Since we see that the 1960s date is something the nickels and quarters have in common, we need to place that “3” in a location of the Venn diagram which represents the commonality of the coins in those two sets. In set theory, we would call this commonality the intersection. Like the intersection of two streets, the intersection of the these two sets is where the two different groupings of elements somehow meet.
You would place the number “3” in the part of the diagram where the two circles overlap, as this is the visual representation of the two different sets intersecting each other.
Now, what numbers would we place elsewhere in the diagram? If there were 14 nickels total, two of which were dated in the 1960s, then there are 12 nickels which were not dated in the 1960s. Since we want to represent a set of nickels, and 2 have already been accounted for in the intersection of the 1960s coins, then we can place the number “12” in the part of circle (set) “N” that does not overlap circle (set) “Q.” Now, what do we do to represent the set of quarters not dated in the 1960s? If there were 17 quarters total, only one dated in the 1960s, then we subtract. Since 17-1=16, there are 16 quarters which are not dated in the 1960s. We place the “16” in the part of circle (set) “Q” which does not overlap with circle (set) “N.”
Finally, we have those coins which were not nickels or quarters or dated in the 1960s.
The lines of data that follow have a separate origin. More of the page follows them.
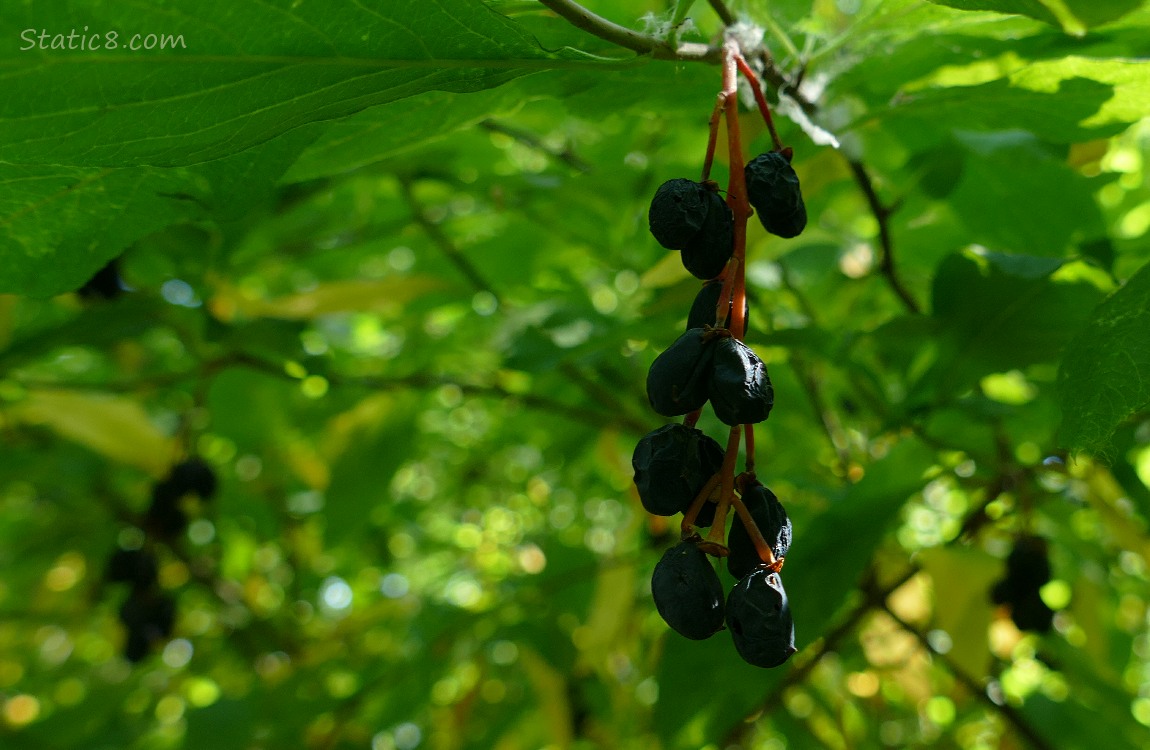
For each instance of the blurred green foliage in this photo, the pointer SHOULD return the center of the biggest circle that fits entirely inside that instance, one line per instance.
(388, 272)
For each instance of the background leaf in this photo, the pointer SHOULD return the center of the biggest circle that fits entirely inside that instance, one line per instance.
(1104, 375)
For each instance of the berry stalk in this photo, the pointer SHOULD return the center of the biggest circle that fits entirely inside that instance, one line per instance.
(759, 99)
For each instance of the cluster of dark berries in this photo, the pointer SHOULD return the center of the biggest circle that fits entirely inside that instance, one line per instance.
(148, 614)
(677, 467)
(773, 191)
(1027, 571)
(690, 598)
(166, 518)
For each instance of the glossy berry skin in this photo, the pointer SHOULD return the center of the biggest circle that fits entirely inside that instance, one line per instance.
(687, 591)
(759, 619)
(707, 252)
(773, 191)
(740, 388)
(677, 212)
(706, 303)
(1027, 569)
(774, 525)
(679, 377)
(672, 464)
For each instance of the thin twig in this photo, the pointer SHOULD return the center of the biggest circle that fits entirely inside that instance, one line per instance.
(830, 425)
(978, 690)
(638, 43)
(882, 215)
(444, 243)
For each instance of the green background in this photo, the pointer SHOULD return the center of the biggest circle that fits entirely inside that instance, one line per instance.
(390, 275)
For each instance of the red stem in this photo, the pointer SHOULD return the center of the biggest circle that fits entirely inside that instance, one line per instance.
(712, 137)
(745, 69)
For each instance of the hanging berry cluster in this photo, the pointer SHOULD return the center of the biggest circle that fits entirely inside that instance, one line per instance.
(148, 613)
(677, 467)
(1027, 571)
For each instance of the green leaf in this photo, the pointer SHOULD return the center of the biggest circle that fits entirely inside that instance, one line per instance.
(235, 75)
(59, 224)
(362, 451)
(1068, 14)
(1105, 374)
(995, 313)
(1064, 100)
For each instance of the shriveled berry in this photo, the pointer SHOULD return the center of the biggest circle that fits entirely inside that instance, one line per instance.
(680, 376)
(672, 464)
(740, 388)
(773, 191)
(1029, 612)
(706, 303)
(193, 475)
(677, 212)
(759, 618)
(165, 518)
(774, 525)
(687, 591)
(137, 645)
(137, 567)
(104, 284)
(707, 251)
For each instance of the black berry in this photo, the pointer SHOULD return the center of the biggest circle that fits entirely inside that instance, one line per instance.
(706, 253)
(771, 518)
(773, 191)
(677, 212)
(672, 464)
(740, 388)
(759, 618)
(687, 591)
(137, 567)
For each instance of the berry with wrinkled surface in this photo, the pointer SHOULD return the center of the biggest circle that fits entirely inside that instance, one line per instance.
(706, 253)
(759, 619)
(679, 377)
(706, 303)
(773, 191)
(687, 591)
(137, 567)
(740, 387)
(677, 212)
(672, 464)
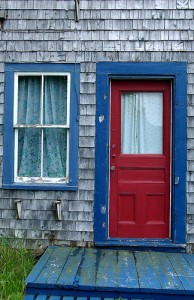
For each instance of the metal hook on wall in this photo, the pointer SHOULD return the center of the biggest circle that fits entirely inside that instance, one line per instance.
(77, 10)
(18, 204)
(58, 209)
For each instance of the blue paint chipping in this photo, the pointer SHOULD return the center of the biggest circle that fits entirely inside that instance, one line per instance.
(112, 274)
(8, 159)
(177, 73)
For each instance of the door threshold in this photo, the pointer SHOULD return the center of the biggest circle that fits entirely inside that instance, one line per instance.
(163, 245)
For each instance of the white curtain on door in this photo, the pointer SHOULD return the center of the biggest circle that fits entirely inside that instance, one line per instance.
(141, 125)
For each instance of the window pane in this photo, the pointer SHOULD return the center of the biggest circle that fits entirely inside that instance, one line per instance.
(55, 152)
(29, 95)
(55, 100)
(142, 117)
(29, 152)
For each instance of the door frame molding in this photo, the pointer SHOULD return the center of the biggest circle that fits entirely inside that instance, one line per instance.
(177, 72)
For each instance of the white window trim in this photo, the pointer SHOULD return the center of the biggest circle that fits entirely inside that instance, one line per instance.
(53, 180)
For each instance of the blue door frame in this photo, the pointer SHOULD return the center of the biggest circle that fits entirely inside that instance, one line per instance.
(177, 73)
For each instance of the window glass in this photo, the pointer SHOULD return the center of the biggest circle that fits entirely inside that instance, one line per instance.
(41, 129)
(54, 152)
(29, 99)
(29, 152)
(55, 100)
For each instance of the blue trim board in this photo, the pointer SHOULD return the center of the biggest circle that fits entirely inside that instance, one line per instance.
(177, 72)
(8, 159)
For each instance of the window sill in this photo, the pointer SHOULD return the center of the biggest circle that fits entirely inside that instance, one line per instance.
(41, 186)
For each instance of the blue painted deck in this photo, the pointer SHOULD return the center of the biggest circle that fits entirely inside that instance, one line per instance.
(64, 273)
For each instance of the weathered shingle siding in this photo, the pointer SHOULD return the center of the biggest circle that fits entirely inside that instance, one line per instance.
(115, 30)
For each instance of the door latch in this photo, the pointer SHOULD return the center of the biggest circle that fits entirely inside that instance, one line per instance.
(176, 180)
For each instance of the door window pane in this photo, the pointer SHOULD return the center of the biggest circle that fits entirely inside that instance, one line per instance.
(141, 125)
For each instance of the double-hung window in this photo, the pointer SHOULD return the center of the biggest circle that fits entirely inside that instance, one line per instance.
(41, 133)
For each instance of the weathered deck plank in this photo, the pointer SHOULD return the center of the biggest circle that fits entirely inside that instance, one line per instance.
(126, 270)
(103, 274)
(166, 273)
(107, 269)
(51, 272)
(67, 276)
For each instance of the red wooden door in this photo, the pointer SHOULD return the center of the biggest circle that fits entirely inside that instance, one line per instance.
(140, 159)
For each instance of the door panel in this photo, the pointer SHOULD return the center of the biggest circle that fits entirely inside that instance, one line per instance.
(140, 159)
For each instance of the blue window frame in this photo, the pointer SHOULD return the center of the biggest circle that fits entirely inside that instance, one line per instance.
(176, 72)
(41, 126)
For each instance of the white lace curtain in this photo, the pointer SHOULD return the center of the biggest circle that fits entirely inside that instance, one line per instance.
(141, 126)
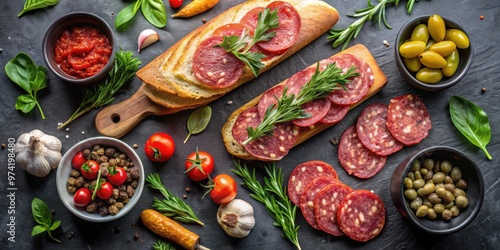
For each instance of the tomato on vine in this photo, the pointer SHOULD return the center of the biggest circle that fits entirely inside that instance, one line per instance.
(199, 165)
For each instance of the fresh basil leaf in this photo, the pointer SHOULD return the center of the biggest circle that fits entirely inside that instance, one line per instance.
(471, 121)
(30, 5)
(154, 11)
(198, 120)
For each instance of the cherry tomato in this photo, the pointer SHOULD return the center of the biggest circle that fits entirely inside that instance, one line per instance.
(78, 161)
(82, 197)
(199, 165)
(224, 189)
(105, 191)
(159, 147)
(117, 176)
(175, 3)
(90, 170)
Where do these coins get represented in the Venn diagram? If we have 36 coins total, we know that we can simply subtract the number of quarters (17) and nickels (14) to arrive at 5—5 coins which did not fall into the set of nickels, the set of quarters, or the resultant intersection set of nickels and quarters dated in the 1960s. We place the “5” outside of the circles altogether, in the part of the Venn diagram labeled “O.” This part of the box holds any elements that are part of the “Universe” but not elements of any set(s) which have specifically depicted by circles. Now, let’s add up all the numbers in the different regions of the Venn diagram and see if the sum is correct.
So, there are 12 non-1960s nickels in Set N, 16 non-1960s quarters in Set Q, 3 1960s nickels and quarters in the intersection of Sets N and Q, and 5 coins in the Universe (labeled “O”). If we add up 12 + 16 + 3 + 5, what do we get? 36. And how many coins did we start off with in that jar? 36. So we see that this Venn diagram accurately and conveniently displays in visual terms the different sets of coins we have made for the total of 36 coins we were grouping.
The Venn Diagram for this example is illustrated in this article.
As explained earlier, Venn diagrams can become much more complicated than this. However, this example shows how a mathematical tool—the Venn diagram—is basically used, and explain how it can be employed to help in an everyday situation such as counting and grouping coins.
Resources:
Venn Diagram. Wikipedia. http://en.wikipedia.org/wiki/Venn_diagram
Miller, Charles D., Vern E. Heeren and John Hornsby. Mathematical Ideas Expanded Eleventh Edition. Boston, Pearson: 2008.